Impact humain et économique du camp sur sa région

Le camp d’internement et son environnement local ont constitué deux mondes en communication. Étant situés de manière systématique près d’un axe de circulation majeur de la région, ville ou village, les habitants étaient en contact quotidien avec les internés. Les riverains pouvaient voir ou entendre ce qui se passait à l’intérieur de ces lieux et en faisait un sujet de discussion visiblement inévitable. Ils connaissaient le « type » d’internés, hommes, femmes, étrangers et cela influençait leur vision et leur rapport au camp. A Brens, les pensionnaires du camp étaient des femmes et des enfants de diverses origines, ce qui « gênait » les riverains. Bien que rarement consultée avant l’établissement de telles installations, une partie de la population locale approuvait cet internement arbitraire. On peut trouver l’origine de cette opinion dans le contexte politique de l’époque dans le Sud-Ouest de la France, dirigé par le régime de Vichy, puis sous l’occupation après l’invasion de la zone « libre » en novembre 1942 par les armées allemandes.

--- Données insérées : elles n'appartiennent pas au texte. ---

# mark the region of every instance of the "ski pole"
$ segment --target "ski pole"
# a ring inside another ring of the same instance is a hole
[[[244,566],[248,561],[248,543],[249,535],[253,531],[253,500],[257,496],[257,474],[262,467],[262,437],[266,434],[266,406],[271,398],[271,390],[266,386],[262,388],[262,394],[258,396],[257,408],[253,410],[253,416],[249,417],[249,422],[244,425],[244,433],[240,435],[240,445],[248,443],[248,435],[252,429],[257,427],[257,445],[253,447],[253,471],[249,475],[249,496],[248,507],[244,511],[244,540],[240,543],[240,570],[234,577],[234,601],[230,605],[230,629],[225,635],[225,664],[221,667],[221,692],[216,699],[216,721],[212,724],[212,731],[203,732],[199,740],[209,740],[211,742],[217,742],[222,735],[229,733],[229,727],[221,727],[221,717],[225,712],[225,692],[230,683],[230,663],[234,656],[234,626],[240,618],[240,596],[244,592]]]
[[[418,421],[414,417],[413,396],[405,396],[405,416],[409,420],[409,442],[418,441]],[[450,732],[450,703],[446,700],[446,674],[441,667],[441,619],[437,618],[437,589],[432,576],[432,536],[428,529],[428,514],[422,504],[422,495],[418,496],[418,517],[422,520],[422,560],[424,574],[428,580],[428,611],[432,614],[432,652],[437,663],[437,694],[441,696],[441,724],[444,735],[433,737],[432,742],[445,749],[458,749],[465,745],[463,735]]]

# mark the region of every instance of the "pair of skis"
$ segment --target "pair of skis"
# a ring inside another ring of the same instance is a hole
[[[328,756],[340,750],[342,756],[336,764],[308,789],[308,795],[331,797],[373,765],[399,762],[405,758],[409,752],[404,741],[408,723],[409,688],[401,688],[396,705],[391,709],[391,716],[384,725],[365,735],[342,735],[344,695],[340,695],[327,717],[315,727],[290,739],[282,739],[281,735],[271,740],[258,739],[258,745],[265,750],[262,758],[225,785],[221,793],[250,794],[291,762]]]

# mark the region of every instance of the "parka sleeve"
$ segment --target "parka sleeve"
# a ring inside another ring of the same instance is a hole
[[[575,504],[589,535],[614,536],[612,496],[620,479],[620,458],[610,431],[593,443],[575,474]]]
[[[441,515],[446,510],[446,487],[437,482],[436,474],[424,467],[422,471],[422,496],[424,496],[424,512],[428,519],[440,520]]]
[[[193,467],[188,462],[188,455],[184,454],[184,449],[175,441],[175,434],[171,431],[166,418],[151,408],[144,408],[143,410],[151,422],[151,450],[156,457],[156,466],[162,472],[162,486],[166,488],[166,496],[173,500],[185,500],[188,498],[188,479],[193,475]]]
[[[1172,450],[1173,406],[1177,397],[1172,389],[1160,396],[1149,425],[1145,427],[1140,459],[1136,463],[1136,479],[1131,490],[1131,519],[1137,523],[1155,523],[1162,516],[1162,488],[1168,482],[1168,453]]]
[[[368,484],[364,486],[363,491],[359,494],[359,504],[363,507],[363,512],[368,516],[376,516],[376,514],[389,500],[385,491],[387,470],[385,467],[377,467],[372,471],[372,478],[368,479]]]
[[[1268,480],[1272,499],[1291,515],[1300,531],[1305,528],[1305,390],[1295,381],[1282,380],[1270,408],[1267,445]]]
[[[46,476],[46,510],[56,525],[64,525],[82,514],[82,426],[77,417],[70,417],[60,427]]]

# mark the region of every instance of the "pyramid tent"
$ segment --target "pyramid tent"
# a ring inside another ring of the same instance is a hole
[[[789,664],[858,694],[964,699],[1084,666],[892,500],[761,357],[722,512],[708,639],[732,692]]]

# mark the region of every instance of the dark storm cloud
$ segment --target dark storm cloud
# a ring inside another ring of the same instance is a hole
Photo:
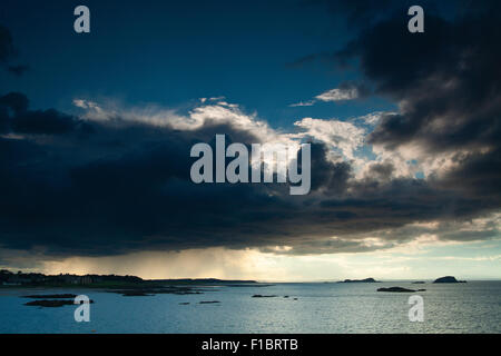
[[[88,125],[72,116],[55,109],[29,110],[28,106],[28,98],[19,92],[0,97],[0,131],[57,135],[72,130],[91,130]]]
[[[415,179],[354,180],[351,165],[327,160],[322,144],[312,145],[308,196],[289,196],[284,185],[193,184],[195,142],[222,132],[228,141],[259,140],[232,122],[207,121],[186,131],[120,117],[81,122],[52,109],[30,111],[20,93],[0,97],[0,112],[9,122],[0,137],[3,248],[43,247],[59,256],[284,245],[293,247],[288,254],[367,251],[413,236],[384,233],[386,244],[363,243],[377,231],[489,208],[475,195],[458,197]],[[14,131],[12,122],[23,115],[42,123]],[[81,127],[91,134],[81,135]]]

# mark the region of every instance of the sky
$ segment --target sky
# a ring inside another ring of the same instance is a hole
[[[501,8],[412,4],[3,0],[0,267],[501,278]],[[311,142],[310,194],[194,184],[217,134]]]

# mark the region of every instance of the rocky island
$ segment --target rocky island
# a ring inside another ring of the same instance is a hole
[[[365,279],[345,279],[338,283],[380,283],[380,281],[375,280],[374,278],[365,278]]]
[[[426,289],[407,289],[402,287],[390,287],[390,288],[379,288],[377,291],[390,291],[390,293],[415,293],[415,291],[425,291]]]
[[[436,278],[435,281],[433,281],[433,283],[466,283],[466,281],[465,280],[458,280],[453,276],[445,276],[445,277]]]

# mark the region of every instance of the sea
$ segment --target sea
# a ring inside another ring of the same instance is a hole
[[[393,286],[426,290],[376,291]],[[499,280],[464,284],[281,283],[202,288],[203,294],[132,297],[89,288],[2,288],[0,333],[501,333]],[[22,297],[58,293],[82,294],[92,299],[90,320],[76,322],[77,305],[26,306],[24,303],[31,299]],[[422,297],[422,322],[411,320],[409,315],[415,307],[410,304],[410,297],[416,295]]]

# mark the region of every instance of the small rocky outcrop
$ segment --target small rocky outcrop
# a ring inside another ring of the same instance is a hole
[[[374,278],[365,278],[365,279],[345,279],[340,283],[379,283]]]
[[[261,294],[255,294],[255,295],[253,295],[253,298],[275,298],[276,296],[264,296],[264,295],[261,295]]]
[[[435,281],[433,281],[433,283],[466,283],[466,281],[465,280],[458,280],[453,276],[445,276],[445,277],[436,278]]]
[[[94,303],[94,300],[89,300],[89,303]],[[28,301],[24,305],[31,306],[31,307],[57,308],[57,307],[62,307],[63,305],[75,305],[75,301],[67,300],[67,299],[41,299],[41,300]]]
[[[390,291],[390,293],[415,293],[418,290],[414,289],[407,289],[402,287],[390,287],[390,288],[379,288],[377,291]],[[421,289],[421,291],[423,291]]]

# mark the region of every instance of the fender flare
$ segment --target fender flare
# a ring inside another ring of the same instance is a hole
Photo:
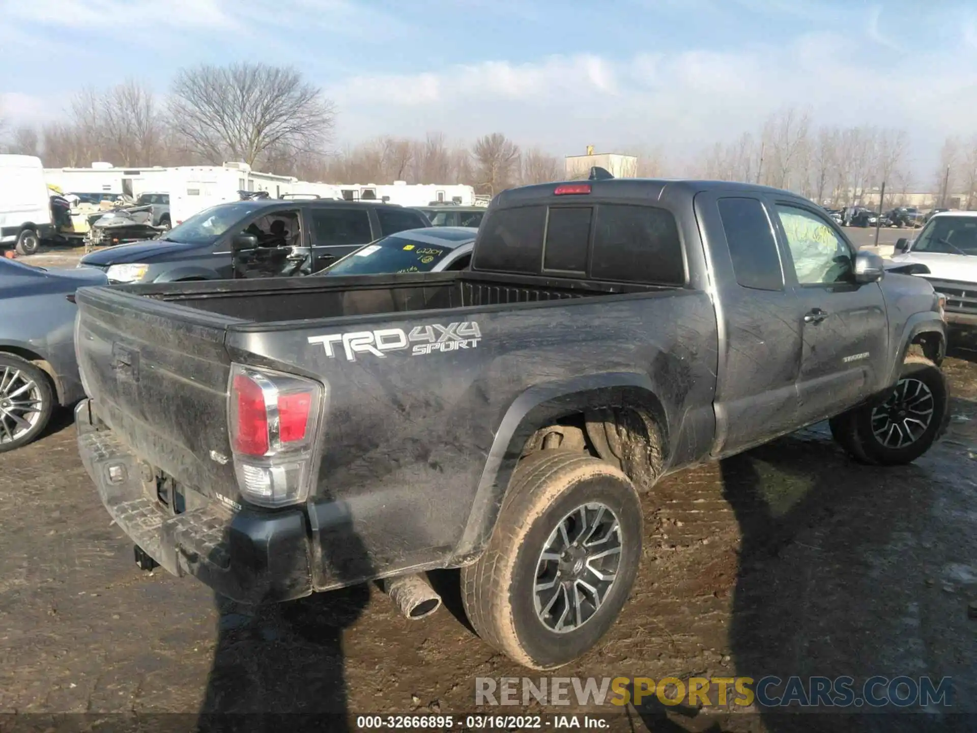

L’autre source importante de contact entre le camp et son environnement local est l’activité économique. Pour démontrer cette affirmation, nous avons utilisé les sources mises à notre disposition. Il s’agit de plusieurs documents d’archives sur la comptabilité du camp de Brens ainsi qu’un témoignage. Dans ce camp, lors des grands travaux agricoles (récoltes, semis…), des internées allaient assister les agriculteurs locaux qui manquaient souvent de main-d’œuvre ; comme notre témoin nous l’a indiqué. Ces sorties étaient, bien entendu, toujours suivies par des gardiens du camp. Ce personnel, si essentiel au fonctionnement de ce système, était en grande partie recruté dans les environs. D’autres opportunités étaient proposées aux riverains qui refusaient rarement un gain d’argent ou de nourriture dans ces temps de restrictions. En effet, notre témoin s’est vu proposé un travail de surveillance nocturne des voies de chemin de fer sur une dizaines de kilomètres pour empêcher toute action de la Résistance assez présente dans le département. Il y avait deux mouvements assez importants, celui de la Montagne Noire et celui de la forêt de Grésigne. On trouvait d’autres preuves de sorties d’internées, entre autres dans les cahiers où étaient retranscrits les frais de déplacement du camp. Ainsi, des internées avaient l’occasion de quitter les murs du camp pour des visites médicales à Albi.

Ces prisons, constituant plusieurs centaines voire plusieurs milliers d’internés, constituaient un impact économique incontestable sur la région où elles étaient implantées. Comme en témoignent les nombreux devis et autres frais pour l’aménagement du camp de Brens retrouvés dans les archives de la comptabilité. Les entreprises locales et régionales participaient à toutes sortes de travaux, de la simple maçonnerie à l’ameublement.